Analysts believe that the Algerian authorities are using the COVID-19 pandemic to eradicate the popular protest movement, which led to the ousting of long-term dictator Abdelaziz Bouteflika last year.
Authorities have intensified arrests against dissidents, independent journalists and young bloggers since the start of the coronavirus crisis, which coincided with the weekly demonstrations.
In parallel, the hasty ratification of a law criminalising the dissemination of fake news and another legislation that outlaws hate speech on social media platforms have raised concerns about an attempt to restrict freedom of expression, especially since such laws usually target political and social opinions.

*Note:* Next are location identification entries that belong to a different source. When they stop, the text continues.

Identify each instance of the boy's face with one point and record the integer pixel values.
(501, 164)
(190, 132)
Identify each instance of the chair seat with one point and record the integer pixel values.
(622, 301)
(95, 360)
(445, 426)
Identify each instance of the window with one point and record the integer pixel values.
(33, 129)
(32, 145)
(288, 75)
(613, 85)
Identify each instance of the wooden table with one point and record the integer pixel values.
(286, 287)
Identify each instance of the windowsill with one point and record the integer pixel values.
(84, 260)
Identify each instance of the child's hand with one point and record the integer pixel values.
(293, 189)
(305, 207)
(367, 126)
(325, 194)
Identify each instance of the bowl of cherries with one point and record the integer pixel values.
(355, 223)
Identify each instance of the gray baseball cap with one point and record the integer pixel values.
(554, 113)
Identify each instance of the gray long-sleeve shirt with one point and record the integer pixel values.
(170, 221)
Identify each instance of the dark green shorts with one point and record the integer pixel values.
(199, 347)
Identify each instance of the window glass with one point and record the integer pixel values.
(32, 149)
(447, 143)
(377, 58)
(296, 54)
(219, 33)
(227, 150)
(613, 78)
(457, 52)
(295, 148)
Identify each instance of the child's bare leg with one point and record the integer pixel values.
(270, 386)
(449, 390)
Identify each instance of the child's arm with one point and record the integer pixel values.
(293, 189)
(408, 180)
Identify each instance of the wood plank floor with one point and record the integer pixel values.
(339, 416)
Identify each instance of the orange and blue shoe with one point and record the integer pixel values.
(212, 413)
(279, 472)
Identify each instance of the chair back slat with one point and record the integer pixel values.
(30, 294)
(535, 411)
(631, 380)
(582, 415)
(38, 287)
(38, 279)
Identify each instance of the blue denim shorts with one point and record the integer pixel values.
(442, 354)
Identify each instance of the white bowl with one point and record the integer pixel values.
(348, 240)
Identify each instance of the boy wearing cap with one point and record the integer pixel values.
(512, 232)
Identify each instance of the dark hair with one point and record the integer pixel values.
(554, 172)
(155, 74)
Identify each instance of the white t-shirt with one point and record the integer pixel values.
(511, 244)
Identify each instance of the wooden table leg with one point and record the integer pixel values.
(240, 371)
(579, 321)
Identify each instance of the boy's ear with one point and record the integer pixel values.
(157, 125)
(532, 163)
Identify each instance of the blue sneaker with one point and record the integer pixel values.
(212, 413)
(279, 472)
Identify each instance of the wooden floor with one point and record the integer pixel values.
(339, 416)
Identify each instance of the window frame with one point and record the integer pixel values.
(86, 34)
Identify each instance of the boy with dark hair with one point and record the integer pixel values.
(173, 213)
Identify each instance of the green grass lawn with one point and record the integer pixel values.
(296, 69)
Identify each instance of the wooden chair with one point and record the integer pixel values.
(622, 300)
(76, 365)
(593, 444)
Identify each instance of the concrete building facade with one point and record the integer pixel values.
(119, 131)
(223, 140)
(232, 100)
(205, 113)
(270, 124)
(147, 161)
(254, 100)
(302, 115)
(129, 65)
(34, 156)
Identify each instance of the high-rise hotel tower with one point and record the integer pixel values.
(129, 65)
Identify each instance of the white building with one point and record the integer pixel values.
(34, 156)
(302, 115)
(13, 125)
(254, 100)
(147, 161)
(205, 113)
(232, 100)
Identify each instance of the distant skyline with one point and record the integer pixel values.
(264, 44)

Journalist Akram Belkaid, in his column for Le Quotidien d’Oran, criticised the return to “the regime with an iron fist”, which is the same thing that happened during the 1970s when all Algerians were forced to remain silent and obey the orders.
Karima Derrich, Historian specialized in the History of the Maghreb, said: “This pandemic came as a blessing for the ruling regime, which is seizing this insolent opportunity. The quarantine period also paved the way for the police and the legislative authority to harass people.”

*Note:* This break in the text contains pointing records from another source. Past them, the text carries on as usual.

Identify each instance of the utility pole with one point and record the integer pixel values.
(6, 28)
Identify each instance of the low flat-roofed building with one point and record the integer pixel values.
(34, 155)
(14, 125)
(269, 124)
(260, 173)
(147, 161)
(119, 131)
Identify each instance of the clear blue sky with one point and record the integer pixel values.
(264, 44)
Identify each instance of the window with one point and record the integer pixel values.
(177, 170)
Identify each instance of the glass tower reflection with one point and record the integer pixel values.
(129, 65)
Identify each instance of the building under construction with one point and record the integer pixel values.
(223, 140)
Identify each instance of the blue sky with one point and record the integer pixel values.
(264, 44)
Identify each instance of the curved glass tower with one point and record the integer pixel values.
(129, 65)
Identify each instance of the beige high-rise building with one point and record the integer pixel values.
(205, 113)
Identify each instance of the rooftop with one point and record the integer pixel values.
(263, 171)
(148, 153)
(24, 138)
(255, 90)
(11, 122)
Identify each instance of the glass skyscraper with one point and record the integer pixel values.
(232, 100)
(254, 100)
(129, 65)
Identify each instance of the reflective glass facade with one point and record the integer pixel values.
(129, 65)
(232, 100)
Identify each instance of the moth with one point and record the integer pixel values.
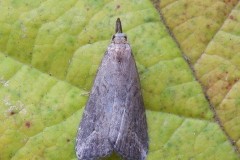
(114, 118)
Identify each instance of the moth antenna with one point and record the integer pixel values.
(118, 28)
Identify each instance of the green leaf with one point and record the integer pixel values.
(49, 54)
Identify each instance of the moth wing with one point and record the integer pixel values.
(92, 139)
(132, 140)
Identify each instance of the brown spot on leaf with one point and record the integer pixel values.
(12, 113)
(28, 124)
(232, 17)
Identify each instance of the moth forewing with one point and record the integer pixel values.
(114, 118)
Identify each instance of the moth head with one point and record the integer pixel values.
(119, 37)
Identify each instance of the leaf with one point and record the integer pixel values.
(210, 39)
(49, 54)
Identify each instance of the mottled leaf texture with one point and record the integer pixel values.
(114, 118)
(50, 51)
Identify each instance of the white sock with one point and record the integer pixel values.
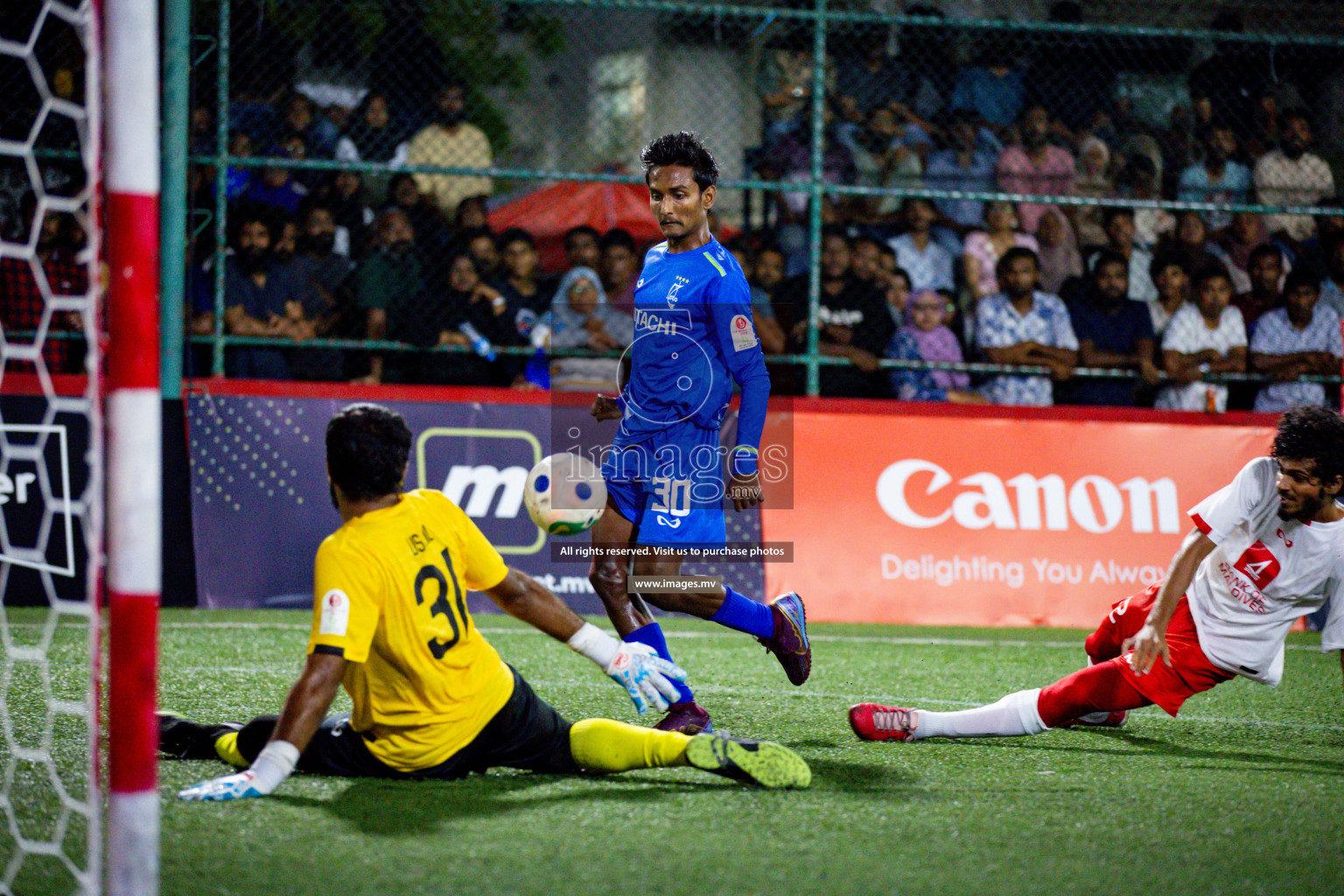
(1012, 717)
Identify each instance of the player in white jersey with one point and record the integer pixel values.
(1266, 550)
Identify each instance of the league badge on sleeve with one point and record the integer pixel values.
(744, 333)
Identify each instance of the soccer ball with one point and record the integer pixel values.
(564, 494)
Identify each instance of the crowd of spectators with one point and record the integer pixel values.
(1163, 298)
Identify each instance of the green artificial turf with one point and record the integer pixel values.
(1242, 794)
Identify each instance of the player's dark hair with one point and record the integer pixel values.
(1109, 256)
(686, 150)
(1013, 254)
(1213, 270)
(1316, 434)
(1263, 251)
(617, 236)
(515, 235)
(910, 202)
(368, 446)
(1298, 278)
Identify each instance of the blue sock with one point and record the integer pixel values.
(745, 614)
(652, 635)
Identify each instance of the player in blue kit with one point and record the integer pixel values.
(692, 339)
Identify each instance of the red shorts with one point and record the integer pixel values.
(1190, 673)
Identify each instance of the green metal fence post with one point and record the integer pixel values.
(819, 90)
(217, 361)
(172, 193)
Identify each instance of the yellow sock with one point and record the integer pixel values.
(604, 745)
(228, 748)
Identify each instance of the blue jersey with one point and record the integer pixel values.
(692, 338)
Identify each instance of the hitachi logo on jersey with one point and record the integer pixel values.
(652, 323)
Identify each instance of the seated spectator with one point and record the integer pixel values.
(484, 250)
(1216, 178)
(584, 248)
(1035, 167)
(1266, 273)
(390, 290)
(256, 301)
(1058, 251)
(1236, 243)
(992, 89)
(1171, 278)
(784, 83)
(23, 305)
(446, 323)
(1113, 332)
(276, 187)
(967, 165)
(1095, 182)
(431, 228)
(371, 135)
(883, 158)
(344, 195)
(1296, 340)
(318, 276)
(928, 263)
(1023, 326)
(238, 178)
(869, 80)
(1293, 176)
(762, 308)
(1141, 178)
(865, 261)
(620, 268)
(522, 288)
(1118, 222)
(925, 338)
(984, 248)
(1191, 242)
(579, 318)
(1206, 336)
(1332, 285)
(453, 143)
(854, 323)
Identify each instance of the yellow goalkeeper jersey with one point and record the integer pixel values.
(390, 595)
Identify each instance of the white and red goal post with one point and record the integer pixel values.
(133, 407)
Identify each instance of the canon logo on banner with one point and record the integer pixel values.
(1093, 502)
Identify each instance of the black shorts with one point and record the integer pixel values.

Derrich noted that “this explains dozens of arrests against well-known personalities and citizens in all Algerian cities,” adding that “the arrests and sentences prove once again that the judiciary is completely subjugated by the executive branch.”

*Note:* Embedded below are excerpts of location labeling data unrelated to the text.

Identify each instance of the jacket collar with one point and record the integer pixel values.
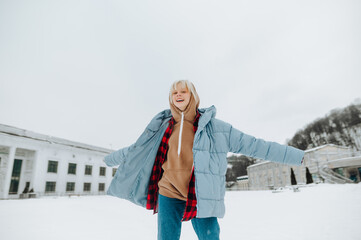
(164, 116)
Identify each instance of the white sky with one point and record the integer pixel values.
(98, 71)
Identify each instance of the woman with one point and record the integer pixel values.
(177, 166)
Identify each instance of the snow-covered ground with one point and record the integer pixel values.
(323, 211)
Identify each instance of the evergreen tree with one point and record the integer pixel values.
(308, 176)
(293, 178)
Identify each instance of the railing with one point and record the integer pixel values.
(332, 177)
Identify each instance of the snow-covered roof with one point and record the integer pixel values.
(14, 131)
(330, 144)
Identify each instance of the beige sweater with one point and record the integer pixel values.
(178, 168)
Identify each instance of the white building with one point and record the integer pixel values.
(327, 163)
(49, 165)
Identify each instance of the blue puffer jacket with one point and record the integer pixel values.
(212, 141)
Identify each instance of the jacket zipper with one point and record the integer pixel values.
(180, 135)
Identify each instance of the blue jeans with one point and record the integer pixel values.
(170, 214)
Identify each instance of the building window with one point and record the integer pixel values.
(101, 187)
(88, 170)
(87, 187)
(53, 166)
(72, 168)
(102, 171)
(70, 186)
(50, 186)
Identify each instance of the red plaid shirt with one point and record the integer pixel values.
(191, 209)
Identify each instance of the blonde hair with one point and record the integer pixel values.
(184, 84)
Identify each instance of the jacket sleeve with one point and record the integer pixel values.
(120, 156)
(242, 143)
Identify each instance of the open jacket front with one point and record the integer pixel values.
(212, 141)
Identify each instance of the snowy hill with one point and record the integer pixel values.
(317, 212)
(340, 127)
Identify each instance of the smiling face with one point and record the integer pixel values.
(181, 97)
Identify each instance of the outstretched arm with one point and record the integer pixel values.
(248, 145)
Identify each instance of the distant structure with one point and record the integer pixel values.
(241, 184)
(33, 164)
(328, 163)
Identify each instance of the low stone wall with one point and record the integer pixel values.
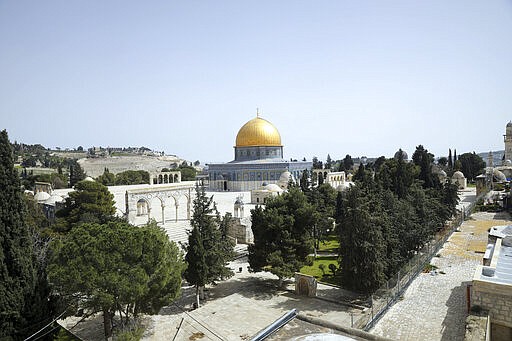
(495, 298)
(477, 327)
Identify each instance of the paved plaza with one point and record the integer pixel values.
(434, 306)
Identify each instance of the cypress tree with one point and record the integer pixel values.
(17, 275)
(215, 245)
(196, 259)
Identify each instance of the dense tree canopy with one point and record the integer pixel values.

“We find ourselves in a situation where the regime is gaining momentum, supported by the cessation of demonstrations caused by the pandemic, in the absence of an alternative, reassuring and clear vision,” wrote Algerian writer Kamel Daoud recently in the Swiss newspaper, Le Temps.
Daoud pointed out that “there is more than one regime. There are rather different regimes competing internally. Some want real reforms, while others want more rigorous censorship measures.”
The regime has been weakened not only by the popular movement and the ongoing health crisis, but also by the drop in fuel prices, which may lead to serious economic crisis in a country that is heavily dependent on oil revenues.